At Mo's age, it was never going to be a girl. He idolizes the much-older and reckless Zeke (Pete Davidson), who is perhaps every parent's worst nightmare. He's cool, charming, goofy and generally irresponsible – the popular kid in college who has gleefully lost his way, dragging everyone down in his (affable) wake.
Mo is very young when he makes Zeke his hero; the older he gets, the more difficult it becomes for him to justify his choice of worship. And Zeke is too old to not like someone looking up to him; the older he gets, the harder it becomes for him to be the guy Mo once thought him to be. It's like the childhood crush that battles against time and tide only to fall prey to Darwinian logic. Which is what makes Big Time Adolescence a love story of sorts. It isn't only Mo's story, it's also Zeke's, because relationships are a two-way street, and the film succeeds at internalizing that gaze. We see them through each other, and not through the eyes of the world that judges them. We see Zeke, who would otherwise be a toxic drug-peddling loser in another film, as a well-meaning and charming man-child – the kind of sincere directionlessness you might put down to "not having a father figure" or good luck. Davidson, a comedian, delivers one of the best performances I've seen in a "light" film for a long time – like a clown who wears face paint so that nobody can see his tears. The empathy he generates with a toothy grin and silver-tongued banter is incredible. There is such a little-lost-boy look about his gait, despite being saddled with a role that allows him to not just bring the house down but fool the house into believing that Mo is all right. That Mo and Zeke need each other. That Mo is a little brother, that Mo needs a cool father figure to counter his real (cool) father (Two And A Half Men's Jon Cryer, in a fine movie role).

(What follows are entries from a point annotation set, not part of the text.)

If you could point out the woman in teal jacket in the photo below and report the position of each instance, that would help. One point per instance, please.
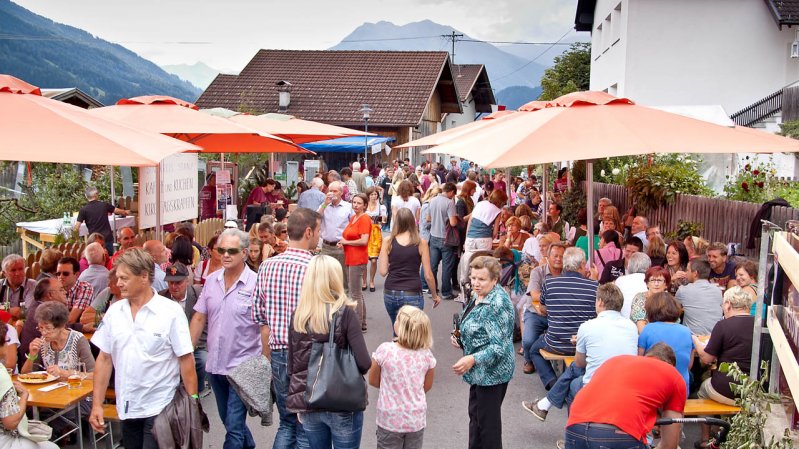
(485, 333)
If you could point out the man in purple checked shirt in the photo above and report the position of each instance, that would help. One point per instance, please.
(233, 337)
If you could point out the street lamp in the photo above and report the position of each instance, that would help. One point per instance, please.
(366, 110)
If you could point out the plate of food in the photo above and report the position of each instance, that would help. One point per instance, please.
(36, 377)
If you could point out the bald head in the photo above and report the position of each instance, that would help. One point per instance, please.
(156, 250)
(95, 254)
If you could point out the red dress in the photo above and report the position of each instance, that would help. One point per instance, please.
(356, 255)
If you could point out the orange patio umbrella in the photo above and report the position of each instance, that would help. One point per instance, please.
(288, 127)
(182, 120)
(38, 129)
(590, 125)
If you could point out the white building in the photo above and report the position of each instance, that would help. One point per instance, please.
(732, 53)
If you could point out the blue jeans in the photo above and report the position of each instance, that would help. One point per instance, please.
(233, 413)
(562, 392)
(290, 433)
(342, 430)
(589, 436)
(394, 300)
(534, 326)
(438, 253)
(542, 366)
(200, 356)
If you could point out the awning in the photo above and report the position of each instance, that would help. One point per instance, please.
(349, 145)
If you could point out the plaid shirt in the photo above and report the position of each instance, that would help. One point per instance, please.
(277, 292)
(80, 295)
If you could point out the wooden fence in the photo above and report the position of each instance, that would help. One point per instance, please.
(724, 220)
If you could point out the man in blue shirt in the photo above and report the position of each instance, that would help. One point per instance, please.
(570, 301)
(599, 339)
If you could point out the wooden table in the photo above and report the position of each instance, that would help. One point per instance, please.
(62, 399)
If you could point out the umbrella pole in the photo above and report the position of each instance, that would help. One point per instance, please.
(113, 215)
(589, 187)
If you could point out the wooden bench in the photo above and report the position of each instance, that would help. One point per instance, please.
(704, 407)
(551, 356)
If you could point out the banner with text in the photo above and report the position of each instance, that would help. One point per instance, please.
(178, 191)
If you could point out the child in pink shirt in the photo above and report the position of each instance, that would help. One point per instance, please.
(403, 370)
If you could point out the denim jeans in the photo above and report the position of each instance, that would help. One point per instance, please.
(543, 366)
(441, 253)
(394, 300)
(342, 430)
(534, 326)
(200, 356)
(561, 392)
(290, 433)
(589, 436)
(233, 413)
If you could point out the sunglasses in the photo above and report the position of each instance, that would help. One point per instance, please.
(231, 251)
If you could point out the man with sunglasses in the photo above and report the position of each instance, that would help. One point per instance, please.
(79, 293)
(233, 336)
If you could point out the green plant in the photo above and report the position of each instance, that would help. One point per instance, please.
(752, 183)
(684, 229)
(746, 427)
(657, 182)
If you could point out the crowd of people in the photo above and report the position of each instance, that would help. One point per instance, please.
(649, 316)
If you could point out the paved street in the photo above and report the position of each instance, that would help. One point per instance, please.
(447, 417)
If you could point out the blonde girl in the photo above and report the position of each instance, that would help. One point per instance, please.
(403, 370)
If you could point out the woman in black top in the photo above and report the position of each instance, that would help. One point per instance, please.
(401, 256)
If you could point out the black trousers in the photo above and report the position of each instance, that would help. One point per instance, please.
(137, 433)
(485, 416)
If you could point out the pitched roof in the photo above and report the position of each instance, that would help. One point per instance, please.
(473, 79)
(331, 86)
(785, 12)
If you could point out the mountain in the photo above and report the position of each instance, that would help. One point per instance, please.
(504, 69)
(52, 55)
(198, 74)
(515, 96)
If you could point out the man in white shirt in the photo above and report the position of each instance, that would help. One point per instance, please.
(145, 338)
(632, 282)
(336, 215)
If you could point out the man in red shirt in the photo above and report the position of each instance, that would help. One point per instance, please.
(619, 406)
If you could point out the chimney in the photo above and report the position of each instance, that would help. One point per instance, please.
(284, 95)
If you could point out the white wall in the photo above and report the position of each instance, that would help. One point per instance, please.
(727, 52)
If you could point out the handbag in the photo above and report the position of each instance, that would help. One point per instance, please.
(334, 382)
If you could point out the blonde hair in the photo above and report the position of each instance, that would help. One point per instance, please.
(431, 193)
(414, 330)
(739, 298)
(323, 286)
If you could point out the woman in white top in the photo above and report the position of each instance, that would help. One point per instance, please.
(376, 210)
(404, 199)
(480, 229)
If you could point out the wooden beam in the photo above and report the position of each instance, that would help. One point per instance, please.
(788, 364)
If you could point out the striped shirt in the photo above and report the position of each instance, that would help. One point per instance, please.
(80, 295)
(570, 300)
(277, 292)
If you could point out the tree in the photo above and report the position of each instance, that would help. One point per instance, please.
(570, 73)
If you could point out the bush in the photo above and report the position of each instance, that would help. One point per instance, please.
(657, 181)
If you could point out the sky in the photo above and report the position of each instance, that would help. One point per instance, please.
(226, 34)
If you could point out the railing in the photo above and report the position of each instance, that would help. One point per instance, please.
(760, 110)
(725, 221)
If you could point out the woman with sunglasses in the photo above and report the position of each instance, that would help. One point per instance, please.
(657, 280)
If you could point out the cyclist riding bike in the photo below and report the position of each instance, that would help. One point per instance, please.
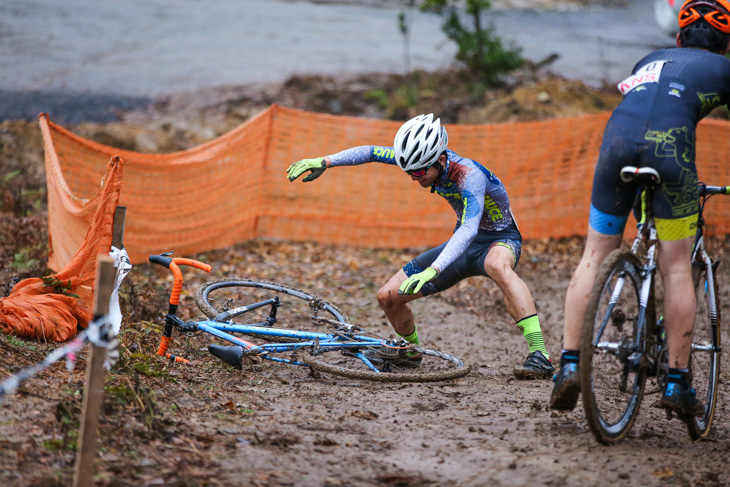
(667, 94)
(486, 240)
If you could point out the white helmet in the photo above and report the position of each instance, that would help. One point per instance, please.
(419, 142)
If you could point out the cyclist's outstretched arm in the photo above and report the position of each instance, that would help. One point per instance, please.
(350, 157)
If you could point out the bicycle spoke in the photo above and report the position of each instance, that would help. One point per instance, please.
(612, 379)
(705, 354)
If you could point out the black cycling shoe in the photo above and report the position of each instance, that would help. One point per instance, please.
(566, 389)
(681, 399)
(232, 355)
(536, 366)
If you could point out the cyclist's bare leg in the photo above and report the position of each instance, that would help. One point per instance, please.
(679, 298)
(396, 306)
(598, 246)
(517, 296)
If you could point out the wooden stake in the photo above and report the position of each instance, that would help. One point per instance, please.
(86, 453)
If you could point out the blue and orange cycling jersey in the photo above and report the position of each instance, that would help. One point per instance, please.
(477, 196)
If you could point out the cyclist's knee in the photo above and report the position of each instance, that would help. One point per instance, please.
(387, 297)
(499, 267)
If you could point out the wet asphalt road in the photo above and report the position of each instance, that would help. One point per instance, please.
(57, 56)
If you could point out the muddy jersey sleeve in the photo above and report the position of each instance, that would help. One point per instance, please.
(472, 190)
(362, 155)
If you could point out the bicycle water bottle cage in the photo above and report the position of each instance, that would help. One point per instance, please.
(644, 176)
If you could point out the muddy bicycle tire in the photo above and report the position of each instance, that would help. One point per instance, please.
(705, 355)
(610, 411)
(436, 366)
(295, 312)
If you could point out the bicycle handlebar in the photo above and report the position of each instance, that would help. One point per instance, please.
(715, 189)
(173, 264)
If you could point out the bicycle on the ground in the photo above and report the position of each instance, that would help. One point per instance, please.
(623, 339)
(312, 332)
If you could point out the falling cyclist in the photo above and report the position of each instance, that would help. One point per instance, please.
(485, 242)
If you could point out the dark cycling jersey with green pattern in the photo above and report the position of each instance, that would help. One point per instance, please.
(477, 196)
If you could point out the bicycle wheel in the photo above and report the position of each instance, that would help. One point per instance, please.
(295, 312)
(705, 354)
(435, 366)
(611, 378)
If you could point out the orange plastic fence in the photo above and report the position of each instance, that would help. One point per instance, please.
(32, 309)
(234, 188)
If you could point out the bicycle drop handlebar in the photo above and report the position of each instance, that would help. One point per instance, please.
(173, 264)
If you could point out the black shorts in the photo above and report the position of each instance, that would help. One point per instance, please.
(470, 263)
(671, 152)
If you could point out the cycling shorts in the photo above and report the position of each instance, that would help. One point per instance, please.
(671, 153)
(470, 263)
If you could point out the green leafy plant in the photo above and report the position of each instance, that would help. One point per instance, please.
(486, 56)
(22, 261)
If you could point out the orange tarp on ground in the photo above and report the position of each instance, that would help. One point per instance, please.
(234, 187)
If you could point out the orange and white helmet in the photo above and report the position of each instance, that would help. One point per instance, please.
(715, 12)
(419, 142)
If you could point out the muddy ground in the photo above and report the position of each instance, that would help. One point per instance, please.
(272, 425)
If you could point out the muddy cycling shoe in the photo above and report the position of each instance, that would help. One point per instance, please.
(402, 358)
(232, 355)
(680, 398)
(566, 389)
(536, 366)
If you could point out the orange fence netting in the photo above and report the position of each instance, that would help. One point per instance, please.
(234, 188)
(46, 310)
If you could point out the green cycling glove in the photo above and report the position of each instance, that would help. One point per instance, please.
(317, 166)
(414, 283)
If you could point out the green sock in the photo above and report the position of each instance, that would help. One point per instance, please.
(530, 327)
(413, 337)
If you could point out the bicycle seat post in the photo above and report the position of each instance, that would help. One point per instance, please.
(647, 179)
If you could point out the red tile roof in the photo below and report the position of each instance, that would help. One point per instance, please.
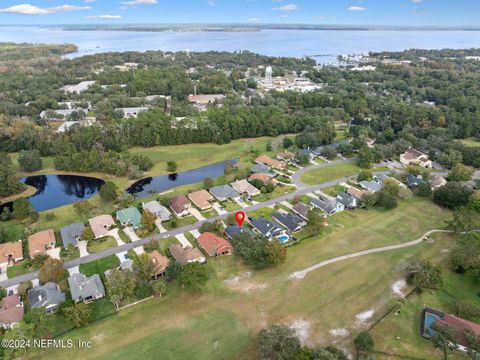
(214, 245)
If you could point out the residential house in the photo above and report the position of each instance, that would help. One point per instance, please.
(437, 182)
(267, 160)
(10, 253)
(414, 157)
(264, 178)
(224, 192)
(11, 311)
(371, 185)
(86, 289)
(180, 205)
(128, 113)
(263, 169)
(414, 181)
(349, 201)
(101, 225)
(291, 222)
(157, 209)
(356, 193)
(214, 245)
(71, 234)
(160, 263)
(233, 230)
(301, 209)
(40, 242)
(266, 227)
(432, 318)
(187, 255)
(48, 296)
(130, 216)
(201, 199)
(245, 188)
(328, 206)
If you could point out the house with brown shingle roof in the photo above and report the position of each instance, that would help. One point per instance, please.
(214, 245)
(187, 255)
(201, 199)
(11, 312)
(40, 242)
(161, 263)
(101, 225)
(180, 205)
(10, 253)
(267, 160)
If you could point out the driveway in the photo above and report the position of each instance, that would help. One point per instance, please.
(183, 241)
(114, 233)
(196, 214)
(82, 246)
(131, 233)
(219, 209)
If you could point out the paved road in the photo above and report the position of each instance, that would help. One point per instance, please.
(302, 273)
(112, 251)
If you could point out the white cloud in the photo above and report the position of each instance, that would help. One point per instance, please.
(133, 3)
(27, 9)
(106, 16)
(357, 8)
(288, 7)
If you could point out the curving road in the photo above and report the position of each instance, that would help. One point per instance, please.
(302, 273)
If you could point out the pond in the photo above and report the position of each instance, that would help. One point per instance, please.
(159, 184)
(58, 190)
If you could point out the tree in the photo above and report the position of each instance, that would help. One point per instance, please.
(452, 195)
(275, 252)
(120, 285)
(278, 342)
(364, 343)
(193, 277)
(143, 267)
(171, 166)
(444, 336)
(460, 172)
(424, 275)
(315, 220)
(109, 192)
(208, 183)
(79, 314)
(51, 271)
(9, 179)
(148, 221)
(30, 160)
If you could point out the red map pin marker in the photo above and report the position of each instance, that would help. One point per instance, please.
(240, 216)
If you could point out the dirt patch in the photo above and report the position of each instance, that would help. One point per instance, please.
(243, 283)
(398, 286)
(302, 329)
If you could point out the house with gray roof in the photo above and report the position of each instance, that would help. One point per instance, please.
(157, 209)
(372, 186)
(349, 201)
(291, 222)
(85, 288)
(47, 296)
(224, 192)
(71, 234)
(266, 227)
(328, 206)
(263, 169)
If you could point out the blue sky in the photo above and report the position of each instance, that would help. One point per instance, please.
(380, 12)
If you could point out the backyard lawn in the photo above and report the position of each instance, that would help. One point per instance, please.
(221, 322)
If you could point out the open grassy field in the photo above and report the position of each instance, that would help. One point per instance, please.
(222, 321)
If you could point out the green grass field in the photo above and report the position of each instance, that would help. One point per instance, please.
(221, 322)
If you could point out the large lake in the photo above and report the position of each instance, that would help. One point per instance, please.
(296, 43)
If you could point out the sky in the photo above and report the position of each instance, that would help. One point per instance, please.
(340, 12)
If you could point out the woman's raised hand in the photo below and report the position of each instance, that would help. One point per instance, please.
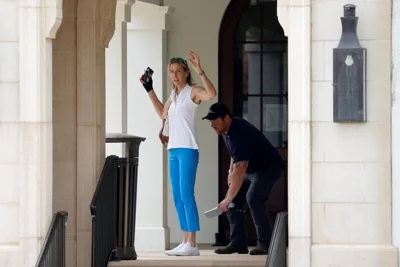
(195, 62)
(147, 85)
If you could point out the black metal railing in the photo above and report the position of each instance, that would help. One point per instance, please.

In director Jason Orley's hands, Zeke and Mo share the kind of relationship that society cannot understand. Sisters, parents, girlfriends, cops, they all watch helplessly – a star-crossed romance that serves as a trial-by-fire for teens crossing over into adulthood. There's always that one friend that prepares you for disillusionment, heartbreak, cynicism, perspective and…life. Only, in a movie as uncannily sensitive and quietly moving as Big Time Adolescence, it's not clear if Mo or Zeke is that friend. It's not clear if the boy turning into a man is the problem or the man being the boy is. These things should never be clear. A deceptively direct film like this just gets it.